Waldorf: Una pedagogía de cocción lenta…

A todos nos ha pasado, tener un día atareado con niños hambrientos correteando alrededor. Los beneficios de darles algo rápido para comer son obvios. A nivel superficial, el resultado final es el mismo que el de una comida casera: barrigas llenas.

¿Cuál es el polo opuesto de la comida rápida? Una comida de cocción lenta. Si el tiempo lo permite, esta es una opción magnífica de cocina casera para cualquier familia. De forma experimental, implicándose, los niños y las niñas aprenden habilidades de la vida real y también aprenden a apreciar las verduras. Se hace hincapié en valores familiares de conexión, sostenibilidad y salud. El tiempo de preparación hace posible que surjan la experiencia y los valores a la vez que el tiempo de cocción permite que se despliegue todo el potencial del sabor y da como resultado una textura adecuada, opuesta a algo endurecido y seco. Estas tres características principales del proceso, experiencia, valores y tiempo, aportan beneficios a largo plazo a la unidad familiar.

Si se entiende esto, ¿cómo se sentiría si la educación de su hijo fuera una comida de microondas o para llevar? Existe la posibilidad de sufrir una cierta indigestión. Las características principales de una comida de cocción lenta, la experiencia, el valor y el tiempo, también son aplicables a la pedagogía Waldorf, que pone el foco en el proceso de aprendizaje.

Experiencia: se abraza la auténtica naturaleza del niño al hacer que sus activas extremidades y sus preciosos corazones participen en la vida real, en tareas estimulantes sensorialmente antes de intelectualizar fenómenos y experiencias en conceptos.

Valores: con un aprendizaje experimental, los docentes no lo pueden planificar todo; tienen que crear espacio para que los alumnos co-construyan sus experiencias de aprendizaje a través de la relación. El currículo hace hincapié en el relato y en las artes, que desarrollan la inteligencia socioemocional. El aula se convierte en un modelo microcósmico de salud social.

Tiempo: para englobar experiencia y valores, el docente orquestra ritmos con cuidado subrayando el aprendizaje profundo. El aprendizaje es personal y significativo más que endurecido y seco. Todo el potencial de aprendizaje se despliega cuando nutrimos la curiosidad y el descubrimiento y no una planificación estandarizada. La pedagogía Waldorf consta de una variedad de ritmos: las fluctuaciones en una misma clase, un descubrimiento que se va desvelando a lo largo de tres días, el enfoque temático transversal acerca de un bloque único, que habitualmente se prolonga durante un mes (por no hablar de los ciclos estacionales y anuales).

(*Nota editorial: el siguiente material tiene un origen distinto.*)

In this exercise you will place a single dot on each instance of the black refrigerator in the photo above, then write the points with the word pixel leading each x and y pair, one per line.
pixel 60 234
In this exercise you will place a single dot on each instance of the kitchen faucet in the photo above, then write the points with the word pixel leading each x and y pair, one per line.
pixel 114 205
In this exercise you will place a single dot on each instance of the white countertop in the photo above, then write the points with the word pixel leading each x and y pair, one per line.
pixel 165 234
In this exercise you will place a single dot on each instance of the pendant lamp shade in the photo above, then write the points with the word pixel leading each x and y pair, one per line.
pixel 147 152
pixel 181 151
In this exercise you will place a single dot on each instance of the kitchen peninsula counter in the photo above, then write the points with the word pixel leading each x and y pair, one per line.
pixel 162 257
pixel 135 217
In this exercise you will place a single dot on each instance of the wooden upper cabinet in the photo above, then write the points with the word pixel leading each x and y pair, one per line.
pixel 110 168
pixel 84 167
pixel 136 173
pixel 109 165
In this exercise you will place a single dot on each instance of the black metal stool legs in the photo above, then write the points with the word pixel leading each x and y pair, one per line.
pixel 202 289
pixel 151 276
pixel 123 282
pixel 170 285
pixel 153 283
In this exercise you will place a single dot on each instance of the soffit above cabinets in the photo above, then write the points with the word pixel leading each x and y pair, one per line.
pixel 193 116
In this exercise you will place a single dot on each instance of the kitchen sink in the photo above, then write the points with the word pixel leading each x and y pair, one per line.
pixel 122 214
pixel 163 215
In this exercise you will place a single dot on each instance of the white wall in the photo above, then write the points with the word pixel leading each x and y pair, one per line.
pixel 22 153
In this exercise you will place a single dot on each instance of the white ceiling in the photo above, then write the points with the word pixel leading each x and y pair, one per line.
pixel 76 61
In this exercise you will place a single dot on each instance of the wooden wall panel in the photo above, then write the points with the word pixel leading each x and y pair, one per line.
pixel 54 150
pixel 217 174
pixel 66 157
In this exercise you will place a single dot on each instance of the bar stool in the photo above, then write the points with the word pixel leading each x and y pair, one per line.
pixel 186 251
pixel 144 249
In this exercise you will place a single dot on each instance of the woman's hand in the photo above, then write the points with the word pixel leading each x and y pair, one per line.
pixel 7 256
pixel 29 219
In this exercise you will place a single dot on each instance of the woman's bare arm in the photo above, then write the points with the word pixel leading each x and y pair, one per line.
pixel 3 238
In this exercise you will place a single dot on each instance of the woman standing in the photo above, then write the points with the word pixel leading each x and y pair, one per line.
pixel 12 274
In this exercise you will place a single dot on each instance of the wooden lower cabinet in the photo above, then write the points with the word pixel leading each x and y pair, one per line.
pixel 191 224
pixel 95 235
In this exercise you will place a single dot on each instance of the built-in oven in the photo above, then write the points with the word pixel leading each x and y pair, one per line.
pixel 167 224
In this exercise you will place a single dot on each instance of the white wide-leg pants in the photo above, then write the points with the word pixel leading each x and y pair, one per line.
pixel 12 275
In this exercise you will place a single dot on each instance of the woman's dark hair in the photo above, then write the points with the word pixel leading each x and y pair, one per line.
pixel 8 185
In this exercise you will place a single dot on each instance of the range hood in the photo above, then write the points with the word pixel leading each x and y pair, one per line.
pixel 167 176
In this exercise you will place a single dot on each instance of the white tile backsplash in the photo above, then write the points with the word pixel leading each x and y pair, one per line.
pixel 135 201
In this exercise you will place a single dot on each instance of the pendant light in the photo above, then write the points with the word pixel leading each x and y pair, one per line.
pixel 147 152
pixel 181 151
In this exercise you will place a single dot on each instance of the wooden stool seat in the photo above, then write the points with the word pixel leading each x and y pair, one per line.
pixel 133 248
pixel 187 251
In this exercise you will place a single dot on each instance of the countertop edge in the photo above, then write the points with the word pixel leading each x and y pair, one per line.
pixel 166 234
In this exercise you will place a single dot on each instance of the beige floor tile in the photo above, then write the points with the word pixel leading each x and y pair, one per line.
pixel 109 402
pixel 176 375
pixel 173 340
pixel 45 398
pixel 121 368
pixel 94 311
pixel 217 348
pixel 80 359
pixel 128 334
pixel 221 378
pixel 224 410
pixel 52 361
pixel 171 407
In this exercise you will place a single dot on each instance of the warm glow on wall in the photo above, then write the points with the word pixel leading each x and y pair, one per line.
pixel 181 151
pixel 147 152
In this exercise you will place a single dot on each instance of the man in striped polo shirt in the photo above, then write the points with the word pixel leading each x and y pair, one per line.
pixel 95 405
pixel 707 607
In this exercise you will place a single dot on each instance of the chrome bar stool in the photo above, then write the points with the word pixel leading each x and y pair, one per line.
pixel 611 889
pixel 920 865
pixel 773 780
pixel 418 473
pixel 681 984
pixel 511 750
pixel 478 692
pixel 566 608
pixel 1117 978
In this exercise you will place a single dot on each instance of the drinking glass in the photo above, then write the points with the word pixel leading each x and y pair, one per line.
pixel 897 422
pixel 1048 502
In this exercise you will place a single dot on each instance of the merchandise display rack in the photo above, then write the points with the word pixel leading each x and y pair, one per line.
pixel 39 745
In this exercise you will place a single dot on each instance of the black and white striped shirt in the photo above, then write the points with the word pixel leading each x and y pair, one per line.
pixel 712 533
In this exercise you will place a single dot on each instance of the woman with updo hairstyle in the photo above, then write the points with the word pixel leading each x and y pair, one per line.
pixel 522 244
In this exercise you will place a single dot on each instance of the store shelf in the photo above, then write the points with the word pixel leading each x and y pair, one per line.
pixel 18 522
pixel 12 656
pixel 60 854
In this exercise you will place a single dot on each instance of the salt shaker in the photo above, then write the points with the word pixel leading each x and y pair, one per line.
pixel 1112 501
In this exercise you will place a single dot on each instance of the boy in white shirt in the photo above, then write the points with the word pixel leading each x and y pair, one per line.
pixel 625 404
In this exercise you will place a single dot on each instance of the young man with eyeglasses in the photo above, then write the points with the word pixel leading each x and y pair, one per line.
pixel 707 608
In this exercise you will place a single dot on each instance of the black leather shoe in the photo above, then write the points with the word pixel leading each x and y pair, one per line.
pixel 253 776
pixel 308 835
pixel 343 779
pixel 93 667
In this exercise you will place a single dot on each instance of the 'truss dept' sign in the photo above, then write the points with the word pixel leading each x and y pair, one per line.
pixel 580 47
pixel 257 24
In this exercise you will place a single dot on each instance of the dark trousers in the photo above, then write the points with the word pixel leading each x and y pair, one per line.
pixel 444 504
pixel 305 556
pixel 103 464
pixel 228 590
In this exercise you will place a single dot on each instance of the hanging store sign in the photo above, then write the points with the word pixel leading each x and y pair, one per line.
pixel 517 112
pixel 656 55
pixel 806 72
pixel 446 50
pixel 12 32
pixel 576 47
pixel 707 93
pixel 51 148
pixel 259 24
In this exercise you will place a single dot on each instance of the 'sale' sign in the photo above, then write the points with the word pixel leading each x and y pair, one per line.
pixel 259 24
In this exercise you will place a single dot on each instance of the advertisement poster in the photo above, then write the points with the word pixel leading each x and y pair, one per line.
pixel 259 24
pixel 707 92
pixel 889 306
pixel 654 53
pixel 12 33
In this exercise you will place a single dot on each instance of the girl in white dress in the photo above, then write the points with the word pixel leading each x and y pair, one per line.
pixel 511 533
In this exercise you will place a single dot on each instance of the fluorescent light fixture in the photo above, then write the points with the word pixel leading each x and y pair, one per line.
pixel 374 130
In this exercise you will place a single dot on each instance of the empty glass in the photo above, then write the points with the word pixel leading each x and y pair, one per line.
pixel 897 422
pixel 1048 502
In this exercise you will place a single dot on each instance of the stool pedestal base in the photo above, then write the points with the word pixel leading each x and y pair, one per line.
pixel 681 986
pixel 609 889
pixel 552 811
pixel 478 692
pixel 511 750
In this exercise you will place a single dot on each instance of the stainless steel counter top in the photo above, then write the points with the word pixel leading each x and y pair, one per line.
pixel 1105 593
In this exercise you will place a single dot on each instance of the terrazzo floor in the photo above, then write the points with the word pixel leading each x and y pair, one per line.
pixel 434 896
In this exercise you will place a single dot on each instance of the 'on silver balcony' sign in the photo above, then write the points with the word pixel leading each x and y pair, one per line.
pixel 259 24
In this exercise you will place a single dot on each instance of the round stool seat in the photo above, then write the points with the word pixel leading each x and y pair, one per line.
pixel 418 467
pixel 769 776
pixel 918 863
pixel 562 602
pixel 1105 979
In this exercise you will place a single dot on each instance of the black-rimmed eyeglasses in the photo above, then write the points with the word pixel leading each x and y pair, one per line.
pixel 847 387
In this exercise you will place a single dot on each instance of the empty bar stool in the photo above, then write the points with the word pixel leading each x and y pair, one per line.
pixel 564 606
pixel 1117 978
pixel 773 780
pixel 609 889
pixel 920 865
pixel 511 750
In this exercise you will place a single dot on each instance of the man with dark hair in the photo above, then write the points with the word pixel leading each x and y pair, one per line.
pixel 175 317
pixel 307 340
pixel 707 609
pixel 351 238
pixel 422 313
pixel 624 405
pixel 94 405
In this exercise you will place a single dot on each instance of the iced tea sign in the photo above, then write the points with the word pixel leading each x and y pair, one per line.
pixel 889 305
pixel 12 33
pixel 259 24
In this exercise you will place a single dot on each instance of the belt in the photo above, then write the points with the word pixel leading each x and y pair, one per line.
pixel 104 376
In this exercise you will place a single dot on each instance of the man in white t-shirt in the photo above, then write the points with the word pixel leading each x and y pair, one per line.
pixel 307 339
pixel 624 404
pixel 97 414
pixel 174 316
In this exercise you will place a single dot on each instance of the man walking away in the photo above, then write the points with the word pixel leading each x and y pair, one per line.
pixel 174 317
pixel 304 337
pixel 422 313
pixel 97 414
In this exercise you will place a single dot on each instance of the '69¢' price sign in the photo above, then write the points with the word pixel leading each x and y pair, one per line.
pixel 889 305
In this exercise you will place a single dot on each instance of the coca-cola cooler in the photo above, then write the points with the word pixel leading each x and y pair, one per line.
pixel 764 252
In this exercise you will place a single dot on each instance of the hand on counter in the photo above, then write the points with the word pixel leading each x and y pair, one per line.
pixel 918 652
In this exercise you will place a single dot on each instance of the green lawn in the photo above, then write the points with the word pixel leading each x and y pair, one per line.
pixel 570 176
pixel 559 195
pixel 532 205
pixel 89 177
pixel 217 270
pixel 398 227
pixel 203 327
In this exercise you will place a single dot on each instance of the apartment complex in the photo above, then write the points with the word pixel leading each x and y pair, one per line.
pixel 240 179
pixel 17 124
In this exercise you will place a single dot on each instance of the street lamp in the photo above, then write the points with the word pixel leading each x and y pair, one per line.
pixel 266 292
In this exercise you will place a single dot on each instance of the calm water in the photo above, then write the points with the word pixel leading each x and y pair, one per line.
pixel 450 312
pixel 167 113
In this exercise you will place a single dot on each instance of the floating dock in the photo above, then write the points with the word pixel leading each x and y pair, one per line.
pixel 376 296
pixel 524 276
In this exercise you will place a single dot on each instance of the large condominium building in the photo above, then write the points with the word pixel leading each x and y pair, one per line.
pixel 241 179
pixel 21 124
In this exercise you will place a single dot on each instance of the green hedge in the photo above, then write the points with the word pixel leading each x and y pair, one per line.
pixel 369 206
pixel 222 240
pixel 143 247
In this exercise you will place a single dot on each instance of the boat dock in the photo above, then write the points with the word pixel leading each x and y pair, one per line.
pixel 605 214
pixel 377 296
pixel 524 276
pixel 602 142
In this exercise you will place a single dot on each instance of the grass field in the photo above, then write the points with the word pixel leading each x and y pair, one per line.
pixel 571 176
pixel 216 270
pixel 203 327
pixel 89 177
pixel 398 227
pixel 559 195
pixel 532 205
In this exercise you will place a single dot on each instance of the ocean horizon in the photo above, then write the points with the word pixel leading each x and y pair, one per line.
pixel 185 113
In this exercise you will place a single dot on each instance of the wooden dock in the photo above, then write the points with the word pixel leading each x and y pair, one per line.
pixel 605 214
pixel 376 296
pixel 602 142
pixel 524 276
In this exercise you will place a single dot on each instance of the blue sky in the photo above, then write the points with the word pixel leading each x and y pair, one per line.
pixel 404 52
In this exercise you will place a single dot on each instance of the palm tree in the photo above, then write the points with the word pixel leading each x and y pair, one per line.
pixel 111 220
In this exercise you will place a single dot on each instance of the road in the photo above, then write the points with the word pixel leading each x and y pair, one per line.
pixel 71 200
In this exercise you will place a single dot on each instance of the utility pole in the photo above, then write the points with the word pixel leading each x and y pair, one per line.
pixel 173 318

En contraposición con el mundo de ritmo rápido, hay una respuesta cultural que es tendencia que busca una «educación lenta» para equilibrar. La pedagogía Waldorf celebra el centenario de la práctica de las características principales de una comida preparada a fuego lento. No es una respuesta cultural pasajera sino una respuesta a la naturaleza del niño y que promueve los dones que cada cual tiene que ofrecer al mundo.

AUTOR: 
Robyn Bonnycastle (profesor de clase 4°/5° de la Cedar Bridge School, Canadá)
La Cedar Bridge School se encuentra entre una granja y el bosque, y lleva la pedagogía Waldorf a Okanagan (Canadá). En un entorno de veneración y asombro, en el que buscamos desplegar todo el potencial de cada niño para que puedan desarrollar sus propias vidas con coraje y determinación. Creando relaciones llenas de sentido con la comunidad y el entorno, contribuimos al cambio social y ecológico positivo.